The Chronicle of Higher Education reports on a database’s sort-of wonderful problems:
Then there are the classification errors, which taken together can make for a kind of absurdist poetry. H.L. Mencken’s The American Language is classified as Family & Relationships. A French edition of Hamlet and a Japanese edition of Madame Bovary are both classified as Antiques and Collectibles (a 1930 English edition of Flaubert’s novel is classified under Physicians, which I suppose makes a bit more sense.) An edition of Moby Dick is labeled Computers; The Cat Lover’s Book of Fascinating Facts falls under Technology & Engineering. And a catalog of copyright entries from the Library of Congress is listed under Drama (for a moment I wondered if maybe that one was just Google’s little joke).
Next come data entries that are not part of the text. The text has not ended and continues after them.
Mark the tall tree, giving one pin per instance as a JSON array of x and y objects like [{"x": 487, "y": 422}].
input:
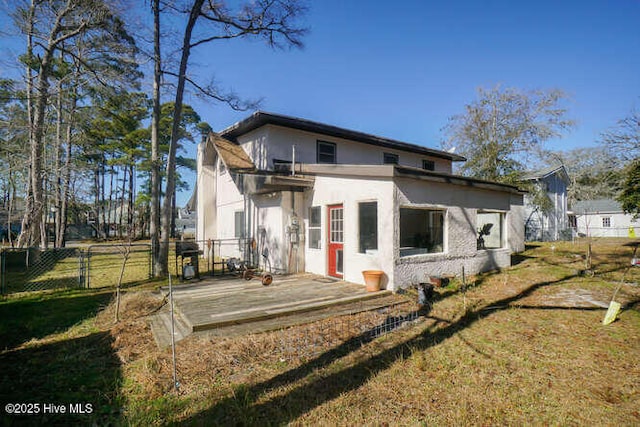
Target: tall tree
[
  {"x": 49, "y": 26},
  {"x": 503, "y": 128},
  {"x": 623, "y": 141},
  {"x": 154, "y": 199},
  {"x": 273, "y": 21},
  {"x": 629, "y": 197},
  {"x": 593, "y": 171}
]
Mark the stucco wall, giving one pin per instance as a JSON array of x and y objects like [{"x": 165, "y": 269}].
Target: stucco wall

You can see how pervasive those misclassifications are when you look at all the labels assigned to a single famous work. Of the first 10 results for Tristram Shandy, four are classified as Fiction, four as Family & Relationships, one as Biography & Autobiography, and one is not classified. Other editions of the novel are classified as ‘Literary Collections, History, and Music. The first 10 hits for Leaves of Grass are variously classified as Poetry, ‘Juvenile Nonfiction, Fiction, Literary Criticism, Biography & Autobiography, and, mystifyingly, Counterfeits and Counterfeiting.